Gli inverni rigidi rispetto alla media dell’isola portano spesso anche precipitazioni nevose. E le escursioni termiche significative fanno colorare le uve. I vigneti ad alte quote dominano il territorio e sono piccoli appezzamenti incastonati tra boschi, siepi e altre colture frutticole oppure olivicole. “In questa zona la Doc richiede un uvaggio in vigna – spiega Gianni Nieddu, professore all’università di Sassari -. Nel disciplinare e nella tradizione i vitigni autoctoni vengono imposti con un rapporto simile di un 30 per cento per ciascuno. La saggezza popolare ha richiesto la monica, un vitigno precoce, molto produttivo anche in situazioni difficili; il cannonau che apporta il corpo, la struttura, gli zuccheri e l’alcol; infine il bovale sardo che conferisce il contenuto antociano. Non di rado molti imprenditori stanno uscendo dalla Doc puntando con degli Igt sul bovale sardo, vinificato in purezza che, sebbene fosse considerato un vitigno di difficile gestione, oggi riesce a produrre un vino ricco di antociani, con una struttura polifenolica valida, e durevole nel tempo”.
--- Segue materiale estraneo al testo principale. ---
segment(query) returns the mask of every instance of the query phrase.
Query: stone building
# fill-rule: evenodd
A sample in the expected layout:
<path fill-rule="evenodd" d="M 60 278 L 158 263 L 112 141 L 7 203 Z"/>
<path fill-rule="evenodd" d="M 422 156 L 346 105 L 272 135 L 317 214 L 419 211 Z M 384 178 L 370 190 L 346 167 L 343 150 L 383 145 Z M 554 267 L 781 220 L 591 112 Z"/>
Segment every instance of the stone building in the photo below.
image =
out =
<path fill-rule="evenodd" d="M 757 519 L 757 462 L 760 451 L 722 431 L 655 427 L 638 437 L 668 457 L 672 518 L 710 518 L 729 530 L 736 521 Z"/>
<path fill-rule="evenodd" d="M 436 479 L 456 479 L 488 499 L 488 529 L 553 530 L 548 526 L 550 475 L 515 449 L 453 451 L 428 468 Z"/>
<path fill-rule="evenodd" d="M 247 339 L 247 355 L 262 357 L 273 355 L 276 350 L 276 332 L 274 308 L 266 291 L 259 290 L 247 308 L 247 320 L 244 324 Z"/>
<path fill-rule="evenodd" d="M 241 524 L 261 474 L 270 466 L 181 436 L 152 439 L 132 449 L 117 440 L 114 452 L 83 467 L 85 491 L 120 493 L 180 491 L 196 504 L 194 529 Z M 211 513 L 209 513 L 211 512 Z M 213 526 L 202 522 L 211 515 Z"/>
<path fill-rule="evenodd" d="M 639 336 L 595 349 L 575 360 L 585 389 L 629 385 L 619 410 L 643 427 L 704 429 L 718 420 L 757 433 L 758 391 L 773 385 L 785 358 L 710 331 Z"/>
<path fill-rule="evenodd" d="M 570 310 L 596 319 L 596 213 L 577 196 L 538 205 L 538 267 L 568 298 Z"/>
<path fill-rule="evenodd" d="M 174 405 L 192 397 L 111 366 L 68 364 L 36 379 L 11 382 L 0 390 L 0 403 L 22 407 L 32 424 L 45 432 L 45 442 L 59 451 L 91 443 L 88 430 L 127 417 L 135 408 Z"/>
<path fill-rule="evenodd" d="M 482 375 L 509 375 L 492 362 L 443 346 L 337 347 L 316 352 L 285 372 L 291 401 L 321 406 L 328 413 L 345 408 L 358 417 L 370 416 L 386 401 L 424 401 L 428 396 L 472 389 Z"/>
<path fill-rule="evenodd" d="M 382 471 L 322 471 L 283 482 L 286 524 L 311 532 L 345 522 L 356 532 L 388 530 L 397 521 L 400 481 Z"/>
La cura delle piante è primordiale, con le macchine che vengono lasciate fuori dalle vigne. I viticoltori sono molto attenti a questo patrimonio recentemente iscritto nell’albo dei Paesaggi rurali d’interesse storico e quindi “se da una parte sono alla ricerca di innovazione – continua Nieddu – dall’altra fanno ancora ricorso alle tecniche di un tempo. Penso alla trazione animale, come accadeva migliaia di anni fa, con i buoi che vengono impiegati per l’aratura dei vigneti. È una viticoltura in qualche modo condizionata dall’isolamento di questa area”.
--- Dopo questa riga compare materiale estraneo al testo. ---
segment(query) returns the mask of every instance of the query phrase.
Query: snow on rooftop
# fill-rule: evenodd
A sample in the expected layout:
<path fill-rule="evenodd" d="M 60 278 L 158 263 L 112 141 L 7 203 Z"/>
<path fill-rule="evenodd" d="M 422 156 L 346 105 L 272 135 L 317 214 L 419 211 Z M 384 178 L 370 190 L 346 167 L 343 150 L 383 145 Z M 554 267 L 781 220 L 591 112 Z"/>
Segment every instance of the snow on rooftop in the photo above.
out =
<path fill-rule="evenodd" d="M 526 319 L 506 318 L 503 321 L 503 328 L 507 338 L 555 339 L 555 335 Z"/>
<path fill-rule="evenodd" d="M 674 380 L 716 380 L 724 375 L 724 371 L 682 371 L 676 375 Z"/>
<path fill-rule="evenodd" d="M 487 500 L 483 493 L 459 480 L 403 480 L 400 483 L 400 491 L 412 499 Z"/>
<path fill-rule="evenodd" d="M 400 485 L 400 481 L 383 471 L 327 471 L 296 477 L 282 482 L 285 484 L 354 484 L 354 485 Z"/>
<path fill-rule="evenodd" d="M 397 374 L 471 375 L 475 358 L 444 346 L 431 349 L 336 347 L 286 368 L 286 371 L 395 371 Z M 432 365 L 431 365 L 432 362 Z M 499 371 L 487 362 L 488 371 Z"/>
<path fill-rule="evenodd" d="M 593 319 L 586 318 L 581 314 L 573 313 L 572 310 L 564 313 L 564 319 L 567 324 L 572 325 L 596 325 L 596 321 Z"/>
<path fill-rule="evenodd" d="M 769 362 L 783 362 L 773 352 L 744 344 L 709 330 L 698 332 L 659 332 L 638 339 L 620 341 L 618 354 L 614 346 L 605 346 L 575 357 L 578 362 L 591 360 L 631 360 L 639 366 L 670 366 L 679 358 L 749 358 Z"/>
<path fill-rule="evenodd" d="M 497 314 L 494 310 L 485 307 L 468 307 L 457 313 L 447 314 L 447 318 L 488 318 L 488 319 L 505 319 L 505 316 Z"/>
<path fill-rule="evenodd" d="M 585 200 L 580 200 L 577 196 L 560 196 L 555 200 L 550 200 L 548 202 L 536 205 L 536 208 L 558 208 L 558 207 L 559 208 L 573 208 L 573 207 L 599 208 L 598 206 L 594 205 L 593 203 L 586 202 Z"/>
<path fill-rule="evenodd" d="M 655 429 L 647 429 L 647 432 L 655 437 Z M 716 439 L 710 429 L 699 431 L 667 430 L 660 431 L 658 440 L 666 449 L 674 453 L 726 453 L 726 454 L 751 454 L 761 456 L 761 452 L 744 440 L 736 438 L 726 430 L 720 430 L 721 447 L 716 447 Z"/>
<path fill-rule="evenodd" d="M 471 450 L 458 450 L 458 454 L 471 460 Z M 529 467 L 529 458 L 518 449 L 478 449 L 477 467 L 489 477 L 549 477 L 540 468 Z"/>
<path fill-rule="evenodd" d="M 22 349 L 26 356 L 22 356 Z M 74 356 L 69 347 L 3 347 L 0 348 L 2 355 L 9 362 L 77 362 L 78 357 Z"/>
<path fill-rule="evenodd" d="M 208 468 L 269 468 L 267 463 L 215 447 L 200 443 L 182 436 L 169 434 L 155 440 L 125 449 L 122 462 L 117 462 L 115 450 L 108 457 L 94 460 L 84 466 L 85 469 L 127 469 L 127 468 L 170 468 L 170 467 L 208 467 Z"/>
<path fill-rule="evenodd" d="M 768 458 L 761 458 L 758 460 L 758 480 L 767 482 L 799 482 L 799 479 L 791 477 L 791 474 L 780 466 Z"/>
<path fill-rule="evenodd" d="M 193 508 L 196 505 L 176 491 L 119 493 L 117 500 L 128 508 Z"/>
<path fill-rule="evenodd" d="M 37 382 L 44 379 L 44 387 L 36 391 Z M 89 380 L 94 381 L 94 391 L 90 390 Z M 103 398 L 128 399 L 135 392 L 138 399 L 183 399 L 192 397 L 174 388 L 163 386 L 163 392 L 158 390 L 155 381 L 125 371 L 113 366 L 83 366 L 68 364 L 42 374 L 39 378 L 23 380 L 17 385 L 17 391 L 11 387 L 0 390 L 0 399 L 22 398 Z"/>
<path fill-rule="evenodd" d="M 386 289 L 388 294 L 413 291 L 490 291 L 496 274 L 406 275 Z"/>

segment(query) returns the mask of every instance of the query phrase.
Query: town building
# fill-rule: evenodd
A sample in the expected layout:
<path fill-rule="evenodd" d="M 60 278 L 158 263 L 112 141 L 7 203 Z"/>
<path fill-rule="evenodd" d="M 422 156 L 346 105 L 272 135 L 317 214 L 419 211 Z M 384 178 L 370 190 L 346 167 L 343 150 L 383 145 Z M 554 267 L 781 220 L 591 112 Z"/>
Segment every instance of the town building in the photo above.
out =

Ma quella di Mandrolisai non è l’unica zona vinicola eroica sarda. Tra queste si colloca l’area del Sulcis, dove si coltiva il carignano. “Diventa eroica la zona di Sant’Antioco, una isoletta a sud della Sardegna – sottolinea Nieddu – nella costa occidentale. È un’area sabbiosa. La fillossera non ha mai avuto modo di affermarsi e quindi troviamo ancora vigneti privi di portainnesto, franchi di piede che hanno età diverse perché vengono rinnovati costantemente. Si trovano piante secolari al fianco di altre recentemente sostituite.
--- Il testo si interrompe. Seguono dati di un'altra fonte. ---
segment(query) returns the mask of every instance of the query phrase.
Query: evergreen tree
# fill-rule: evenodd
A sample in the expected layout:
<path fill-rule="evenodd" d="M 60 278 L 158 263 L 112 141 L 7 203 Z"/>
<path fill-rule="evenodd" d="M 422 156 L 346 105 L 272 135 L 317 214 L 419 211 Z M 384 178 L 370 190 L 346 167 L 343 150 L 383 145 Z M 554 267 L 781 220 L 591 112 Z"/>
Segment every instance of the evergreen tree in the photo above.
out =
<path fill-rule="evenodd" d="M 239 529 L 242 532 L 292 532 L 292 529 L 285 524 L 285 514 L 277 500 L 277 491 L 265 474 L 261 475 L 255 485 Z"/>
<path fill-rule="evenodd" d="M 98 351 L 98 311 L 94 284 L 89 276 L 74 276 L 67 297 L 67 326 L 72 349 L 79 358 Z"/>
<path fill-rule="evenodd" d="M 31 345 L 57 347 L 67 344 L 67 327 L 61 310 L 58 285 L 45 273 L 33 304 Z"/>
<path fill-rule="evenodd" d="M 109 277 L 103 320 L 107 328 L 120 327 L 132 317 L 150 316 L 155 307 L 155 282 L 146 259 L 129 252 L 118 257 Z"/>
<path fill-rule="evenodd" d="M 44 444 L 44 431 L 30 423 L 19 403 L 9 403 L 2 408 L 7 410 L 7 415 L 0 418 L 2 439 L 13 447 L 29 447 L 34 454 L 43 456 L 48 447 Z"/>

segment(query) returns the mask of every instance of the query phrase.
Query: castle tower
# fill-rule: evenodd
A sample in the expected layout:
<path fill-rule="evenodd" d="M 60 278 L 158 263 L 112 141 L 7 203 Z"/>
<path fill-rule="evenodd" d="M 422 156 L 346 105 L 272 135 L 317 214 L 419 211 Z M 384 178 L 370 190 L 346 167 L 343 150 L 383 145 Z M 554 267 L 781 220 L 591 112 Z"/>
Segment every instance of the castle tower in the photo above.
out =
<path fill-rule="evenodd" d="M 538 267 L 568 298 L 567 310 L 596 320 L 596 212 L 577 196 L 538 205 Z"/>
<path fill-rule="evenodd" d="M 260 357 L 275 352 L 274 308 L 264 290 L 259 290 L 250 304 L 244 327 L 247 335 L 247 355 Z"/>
Questo si aggiunge alle specificità di un vitigno coltivato a ridosso del mare”. Anche in questo caso, in tante zone, nell’isoletta, ma pure sulla terra ferma, vi sono espressioni del carignano con allevamento ad alberello e con trazione animale, che stavolta sono asini e cavalli. “Queste situazioni – conclude Nieddu – possiamo trovarle in maniera più puntiforme in zone più alte, come Orgosolo, Mamoiada, Jerzu, paesi del centro dell’isola dove si coltiva il cannonau, con piccoli vigneti, ancora a trazione animale, ancora ad alberello, e con persone affezionate che li curano come dei gioielli. Con fatica e sacrificio”.